Regardless of your religious or spiritual beliefs, offering a mealtime prayer or blessing provides a moment of pause, a moment when we choose to center ourselves in gratitude—and that act alone releases a rush of endorphins that support our physiological, spiritual, and emotional health.
Some of us may have begrudgingly recited a mealtime prayer throughout our childhoods. It was a rote practice during which we may have felt anything but grateful. If you’ve since abandoned this practice, consider reevaluating and reinstating this powerful pause in whatever form works for you.

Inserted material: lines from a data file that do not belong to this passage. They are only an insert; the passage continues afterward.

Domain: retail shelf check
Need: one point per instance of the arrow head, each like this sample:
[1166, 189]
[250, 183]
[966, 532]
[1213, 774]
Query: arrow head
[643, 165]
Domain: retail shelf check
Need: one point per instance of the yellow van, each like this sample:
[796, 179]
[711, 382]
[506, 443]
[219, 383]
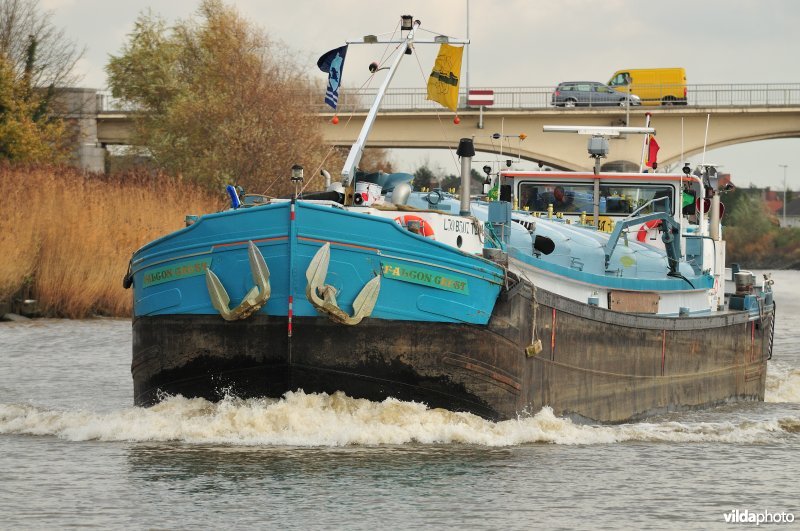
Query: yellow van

Saying grace does not have to be about religion or dogma. It doesn’t matter what you say or how you say it. What matters is the intention behind the action. Perhaps the most valuable component of a mealtime blessing is the forced pause. We spend much of our time scurrying here and there. In fact, many of us eat mindlessly and on the go—we eat breakfast standing at the kitchen counter, lunch at our desk, and dinner in the car after a quick trip through the drive-through. This hardly allows us time to appreciate and acknowledge our good fortune.
Pausing to say a quick blessing allows us to do just that—pause. It’s a powerful moment when we take a deep breath and calm down before diving into our food. This pause impacts how we consume and digest our food.
In his book, The Slow Down Diet: Eating for Pleasure, Energy, and Weight Loss, Marc David says, “At the very least, blessing creates a physiologic relaxation response and hence all the metabolic advantages this state offers, from increased digestive force to enhanced calorie-burning efficiency.”1 David is an advocate of taking 10 deep breaths before eating because it engages the parasympathetic nervous system and allows us to relax and digest our food more efficiently. A mealtime blessing has a similar effect as taking those 10 breaths.
Getting to Gratitude
Whether we realize it or not, we are incredibly lucky to have food on our plates—much of the world does not have the same fortune. We take a lot for granted.
Gratitude is a deep sense of appreciation that can release a powerful cascade of endorphins. Often we forget to stay centered in gratitude for even the simplest gifts in our life. Gratitude reminds us to focus on what we have rather than what we don’t have.
A mealtime prayer or blessing is a powerful way to center ourselves in gratitude—on a daily basis. The simple ritual will undoubtedly allow gratitude to seep into the crevices of your life.
David says, “A prayer before meals makes nutritional and spiritual sense. Consider offering some special words, aloud or silent, that acknowledge the creatures and plants who offered themselves to you. Give thanks for being nourished and provided for. If making a prayer of gratitude for your food is uncomfortable for you, just add a pinch of humility.”
The most powerful blessings are spoken with intention from the heart. There is no need to recite the same prayer at each meal. In fact, by speaking freely each time, you’ll avoid slipping into rote, meaningless recitation.
If you’re not sure where to start, here are a few non-traditional mealtime blessings:
For the golden corn and the honey from the bees,
For golden sun and the apples on the trees,
For fruits and nuts and berries we gather on our way,
We thank our loving Mother Earth. We thank her every day.
Blessings on our meal today.
(commonly recited at Waldorf schools)
Gratitude before me,
Gratitude behind me,
Gratitude to the left of me,
Gratitude to the right of me,
Gratitude above me,
Gratitude below me,
Gratitude within me,
Gratitude all around me.
If you are truly at a loss, simply close your eyes, take a deep breath, and say, “Gratitude, gratitude, gratitude.” You’ll feel a wave of gratitude wash over you.
1 David, M. The Slow Down Diet: Eating for Pleasure, Energy, & Weight Loss. Rochester, VT: Healing Arts Press, 2005.